Deakin University wildlife ecologist Euan Ritchie says people would be up in arms if a loud event, involving thousands of people, moved in on their homes in suburbia and it's no different for the animals.

The professor says it hurts their ability to find food, detect and evade predators, communicate with each other, find mates, and even risks physical harm like eye damage from high density lasers. 

Lasting impacts include stress, which can increase vulnerability to disease, and even permanent displacement. 

Powerful owls like the pair that roost at The Briars might take off and on the Mornington Peninsula, where development has resulted in large-scale habitat loss, finding new digs may not be easy.

"No one is saying don't have these kinds of spectacles anywhere.
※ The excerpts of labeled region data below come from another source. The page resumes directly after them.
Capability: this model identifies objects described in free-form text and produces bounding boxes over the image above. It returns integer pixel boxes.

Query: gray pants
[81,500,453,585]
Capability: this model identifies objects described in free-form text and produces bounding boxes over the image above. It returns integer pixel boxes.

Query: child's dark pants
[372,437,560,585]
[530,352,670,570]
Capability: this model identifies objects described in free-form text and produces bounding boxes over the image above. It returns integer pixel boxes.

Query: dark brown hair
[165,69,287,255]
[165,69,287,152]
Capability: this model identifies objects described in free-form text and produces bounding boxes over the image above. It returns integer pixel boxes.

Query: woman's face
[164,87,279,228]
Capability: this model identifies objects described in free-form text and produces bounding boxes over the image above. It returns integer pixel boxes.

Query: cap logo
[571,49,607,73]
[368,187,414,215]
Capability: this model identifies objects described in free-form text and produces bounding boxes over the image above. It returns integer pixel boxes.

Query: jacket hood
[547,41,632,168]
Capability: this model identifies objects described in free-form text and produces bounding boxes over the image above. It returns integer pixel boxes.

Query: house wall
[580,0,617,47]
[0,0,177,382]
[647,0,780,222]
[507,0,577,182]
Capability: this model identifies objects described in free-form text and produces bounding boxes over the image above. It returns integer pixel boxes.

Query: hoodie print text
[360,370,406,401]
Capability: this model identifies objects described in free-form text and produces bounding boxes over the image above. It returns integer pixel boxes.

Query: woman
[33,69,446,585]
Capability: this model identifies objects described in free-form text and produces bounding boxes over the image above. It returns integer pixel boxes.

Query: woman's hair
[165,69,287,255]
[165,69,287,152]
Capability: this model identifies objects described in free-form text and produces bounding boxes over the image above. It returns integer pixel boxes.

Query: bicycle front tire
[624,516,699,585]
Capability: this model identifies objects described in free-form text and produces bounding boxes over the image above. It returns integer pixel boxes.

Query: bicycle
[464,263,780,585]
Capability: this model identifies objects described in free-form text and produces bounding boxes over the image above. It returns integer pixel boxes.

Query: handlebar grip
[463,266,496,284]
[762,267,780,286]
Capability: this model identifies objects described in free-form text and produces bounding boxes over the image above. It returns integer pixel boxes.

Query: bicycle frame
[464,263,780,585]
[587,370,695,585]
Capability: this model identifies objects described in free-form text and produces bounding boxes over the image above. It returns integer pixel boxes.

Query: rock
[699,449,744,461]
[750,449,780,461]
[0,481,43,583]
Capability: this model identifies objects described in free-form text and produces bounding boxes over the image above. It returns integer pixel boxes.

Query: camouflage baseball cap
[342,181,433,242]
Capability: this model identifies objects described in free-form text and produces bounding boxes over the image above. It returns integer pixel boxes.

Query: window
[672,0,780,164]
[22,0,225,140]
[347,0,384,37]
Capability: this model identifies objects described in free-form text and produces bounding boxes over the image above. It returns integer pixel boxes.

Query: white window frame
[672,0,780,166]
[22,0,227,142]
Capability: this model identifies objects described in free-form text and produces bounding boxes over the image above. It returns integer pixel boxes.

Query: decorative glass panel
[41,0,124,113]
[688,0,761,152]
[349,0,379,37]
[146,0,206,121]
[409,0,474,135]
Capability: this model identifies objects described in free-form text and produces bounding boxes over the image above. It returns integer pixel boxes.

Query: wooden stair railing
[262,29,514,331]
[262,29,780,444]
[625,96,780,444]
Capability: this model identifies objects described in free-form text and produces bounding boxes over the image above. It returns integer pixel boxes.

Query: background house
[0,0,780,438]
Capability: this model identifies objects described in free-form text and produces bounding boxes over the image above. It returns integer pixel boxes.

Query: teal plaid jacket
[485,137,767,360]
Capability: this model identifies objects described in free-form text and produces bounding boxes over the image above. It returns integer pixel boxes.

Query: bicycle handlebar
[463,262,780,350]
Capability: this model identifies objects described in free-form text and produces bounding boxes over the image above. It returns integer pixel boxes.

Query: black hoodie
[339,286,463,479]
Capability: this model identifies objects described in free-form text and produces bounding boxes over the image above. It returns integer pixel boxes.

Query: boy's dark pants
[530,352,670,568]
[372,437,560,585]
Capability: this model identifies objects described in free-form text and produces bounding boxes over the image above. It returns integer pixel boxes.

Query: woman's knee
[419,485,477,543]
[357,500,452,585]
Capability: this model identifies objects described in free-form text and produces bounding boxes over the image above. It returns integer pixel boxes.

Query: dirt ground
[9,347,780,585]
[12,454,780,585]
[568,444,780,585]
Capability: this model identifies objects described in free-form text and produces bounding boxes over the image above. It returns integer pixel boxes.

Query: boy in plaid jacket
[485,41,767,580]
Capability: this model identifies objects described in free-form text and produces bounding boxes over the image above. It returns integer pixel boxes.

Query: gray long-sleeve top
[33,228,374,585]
But if we are going to have them, we should certainly not put them in high value biodiversity and conservation reserves," the Biodiversity Council member says.

"These areas were not set up as entertainment venues and commercial interests should not trump biodiversity and conservation values."

He suggests event managers confine themselves to outdoor arenas and areas with low biodiversity values.

AAP has sought comment from Warner Bros. The Mornington Peninsula Shire Council declined to provide further comment.

The Parrtjima festival said organisers had, since the event's inception, worked with experts at Alice Springs Desert Park, including "specialist zoologists responsible for the welfare of animals in and around the festival site, to confirm it is low-risk to wildlife".